Immunology Service, Maimonides Institute for Biomedical Research of Córdoba, University of Córdoba, Córdoba, Spain.
Viral Immunol. 2012 Feb;25(1):37-44. doi: 10.1089/vim.2011.0044. Epub 2012 Jan 10.
Changes in natural killer (NK) cells according to their phenotype and expression of certain regulatory receptors were analyzed in a double-blind, controlled study of antiretroviral therapy (ART)-untreated HIV-seropositive patients, who had been vaccinated with monocyte-derived dendritic cells pulsed with inactivated HIV-1 autologous virus. This work extends other recently published studies of the same group of HIV-1(+) vaccinated patients, which demonstrated that the viral load significantly decreases and correlates inversely with an increase in HIV-specific T-cell responses in vaccinated patients, but not in controls who received placebo. Our results indicate that this vaccine raises the level of the NK CD56(neg) cell subpopulation, while levels of the NK CD56(dim) and NK CD56(bright) cells expressing the inhibitory receptor CD85j/ILT-2 fell in vaccinated patients. Taken together, these results suggest that this vaccine might enhance innate immunity by amplifying the inflammatory and cytolytic capacity.

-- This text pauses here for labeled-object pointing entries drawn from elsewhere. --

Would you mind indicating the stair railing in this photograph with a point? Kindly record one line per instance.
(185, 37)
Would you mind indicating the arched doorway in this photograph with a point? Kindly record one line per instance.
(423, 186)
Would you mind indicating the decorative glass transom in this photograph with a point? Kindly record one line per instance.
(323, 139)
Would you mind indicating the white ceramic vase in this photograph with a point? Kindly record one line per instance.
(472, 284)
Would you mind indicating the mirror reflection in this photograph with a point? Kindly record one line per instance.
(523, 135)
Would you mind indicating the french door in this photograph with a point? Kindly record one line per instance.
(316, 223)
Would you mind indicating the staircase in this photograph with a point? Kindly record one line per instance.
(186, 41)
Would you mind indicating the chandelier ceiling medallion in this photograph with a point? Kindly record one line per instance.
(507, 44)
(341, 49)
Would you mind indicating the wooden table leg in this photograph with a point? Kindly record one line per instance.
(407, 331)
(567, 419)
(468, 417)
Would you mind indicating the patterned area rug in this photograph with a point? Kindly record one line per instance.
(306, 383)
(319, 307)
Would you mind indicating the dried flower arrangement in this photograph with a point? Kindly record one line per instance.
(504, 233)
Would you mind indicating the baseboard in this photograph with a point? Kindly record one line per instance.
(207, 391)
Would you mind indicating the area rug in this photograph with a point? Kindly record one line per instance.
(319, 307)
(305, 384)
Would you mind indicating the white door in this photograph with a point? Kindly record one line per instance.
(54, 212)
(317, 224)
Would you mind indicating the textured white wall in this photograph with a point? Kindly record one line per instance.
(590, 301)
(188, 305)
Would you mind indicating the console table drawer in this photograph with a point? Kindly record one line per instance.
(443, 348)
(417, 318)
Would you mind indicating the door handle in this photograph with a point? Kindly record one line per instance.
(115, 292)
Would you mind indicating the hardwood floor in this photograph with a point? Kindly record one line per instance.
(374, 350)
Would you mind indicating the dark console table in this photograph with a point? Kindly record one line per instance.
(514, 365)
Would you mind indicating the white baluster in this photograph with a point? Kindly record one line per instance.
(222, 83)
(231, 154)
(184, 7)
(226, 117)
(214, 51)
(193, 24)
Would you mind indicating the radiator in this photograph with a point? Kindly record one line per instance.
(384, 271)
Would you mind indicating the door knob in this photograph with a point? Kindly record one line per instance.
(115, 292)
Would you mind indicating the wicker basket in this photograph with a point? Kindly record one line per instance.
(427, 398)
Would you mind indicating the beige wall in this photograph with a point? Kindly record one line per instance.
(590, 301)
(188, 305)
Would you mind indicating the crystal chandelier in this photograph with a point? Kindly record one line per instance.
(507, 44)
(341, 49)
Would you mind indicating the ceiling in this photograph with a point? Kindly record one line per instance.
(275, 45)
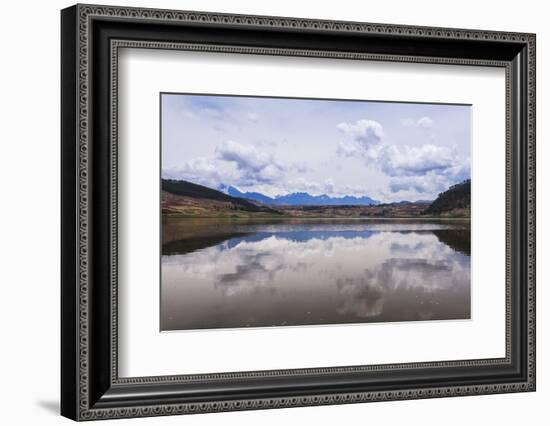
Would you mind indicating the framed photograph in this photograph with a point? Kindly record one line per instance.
(263, 212)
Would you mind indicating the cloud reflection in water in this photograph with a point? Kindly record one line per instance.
(332, 276)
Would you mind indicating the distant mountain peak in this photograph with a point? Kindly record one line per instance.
(298, 198)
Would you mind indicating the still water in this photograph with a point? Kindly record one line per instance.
(228, 274)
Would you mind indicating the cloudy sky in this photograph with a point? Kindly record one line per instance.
(387, 151)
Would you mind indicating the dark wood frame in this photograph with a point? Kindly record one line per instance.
(91, 37)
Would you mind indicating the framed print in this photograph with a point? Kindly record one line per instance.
(263, 212)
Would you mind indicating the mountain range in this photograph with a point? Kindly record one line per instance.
(299, 198)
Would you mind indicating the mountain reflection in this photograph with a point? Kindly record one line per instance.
(254, 275)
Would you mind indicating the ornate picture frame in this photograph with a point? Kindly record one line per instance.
(91, 37)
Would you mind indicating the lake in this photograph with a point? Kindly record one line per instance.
(237, 273)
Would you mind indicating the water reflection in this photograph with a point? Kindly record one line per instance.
(251, 274)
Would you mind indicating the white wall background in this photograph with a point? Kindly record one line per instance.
(29, 225)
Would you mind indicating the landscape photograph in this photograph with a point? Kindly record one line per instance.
(283, 212)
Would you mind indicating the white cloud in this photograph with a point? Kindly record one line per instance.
(426, 169)
(201, 170)
(364, 132)
(254, 165)
(416, 160)
(423, 122)
(252, 117)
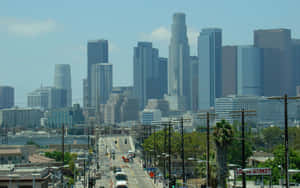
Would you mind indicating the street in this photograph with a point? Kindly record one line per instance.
(136, 175)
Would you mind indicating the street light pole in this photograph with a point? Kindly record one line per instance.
(243, 149)
(63, 154)
(286, 142)
(165, 148)
(207, 150)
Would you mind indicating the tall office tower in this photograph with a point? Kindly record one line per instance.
(194, 63)
(97, 52)
(229, 72)
(85, 93)
(7, 97)
(145, 73)
(62, 80)
(296, 59)
(210, 67)
(101, 83)
(163, 76)
(279, 40)
(47, 98)
(249, 71)
(178, 65)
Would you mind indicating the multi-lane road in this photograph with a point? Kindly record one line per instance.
(137, 177)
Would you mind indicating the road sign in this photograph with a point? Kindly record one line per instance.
(254, 171)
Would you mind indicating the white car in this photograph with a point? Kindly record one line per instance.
(121, 184)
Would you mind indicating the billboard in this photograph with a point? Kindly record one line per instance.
(254, 171)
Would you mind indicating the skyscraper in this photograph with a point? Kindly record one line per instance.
(101, 83)
(229, 72)
(210, 67)
(249, 71)
(296, 59)
(163, 76)
(47, 98)
(178, 65)
(146, 72)
(62, 80)
(97, 52)
(194, 63)
(85, 93)
(7, 97)
(280, 41)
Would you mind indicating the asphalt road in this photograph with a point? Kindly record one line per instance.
(137, 177)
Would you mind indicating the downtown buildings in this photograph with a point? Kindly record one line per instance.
(7, 97)
(210, 70)
(97, 52)
(178, 65)
(62, 80)
(150, 73)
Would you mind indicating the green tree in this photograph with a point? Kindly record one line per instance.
(272, 137)
(277, 163)
(223, 136)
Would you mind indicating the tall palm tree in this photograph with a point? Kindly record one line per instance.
(223, 136)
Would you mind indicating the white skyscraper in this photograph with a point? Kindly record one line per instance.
(62, 80)
(210, 70)
(178, 65)
(249, 71)
(101, 82)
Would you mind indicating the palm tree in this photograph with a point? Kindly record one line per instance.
(223, 136)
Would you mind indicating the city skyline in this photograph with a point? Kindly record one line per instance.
(71, 50)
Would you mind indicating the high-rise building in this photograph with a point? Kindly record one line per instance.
(97, 52)
(249, 71)
(229, 72)
(62, 80)
(194, 73)
(101, 83)
(178, 65)
(7, 97)
(21, 117)
(280, 41)
(150, 115)
(47, 98)
(85, 93)
(163, 76)
(146, 72)
(210, 67)
(296, 59)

在一项双盲、对照研究中,分析了未经抗逆转录病毒治疗 (ART) 的 HIV 血清阳性患者的自然杀伤 (NK) 细胞根据其表型和某些调节性受体的表达的变化,这些患者接受了用灭活的 HIV-1 自体病毒冲击的单核细胞衍生树突状细胞进行了疫苗接种。这项工作扩展了同一组 HIV-1(+) 接种患者的其他最近发表的研究,这些研究表明,接种患者的病毒载量显著降低,并与 HIV 特异性 T 细胞反应的增加呈负相关,但在接受安慰剂的对照组中则没有。我们的结果表明,这种疫苗提高了 NK CD56(neg)细胞亚群的水平,而表达抑制性受体 CD85j/ILT-2 的 NK CD56(dim)和 NK CD56(bright)细胞的水平在接种患者中下降。总的来说,这些结果表明,这种疫苗可能通过增强炎症和细胞溶解能力来增强先天免疫。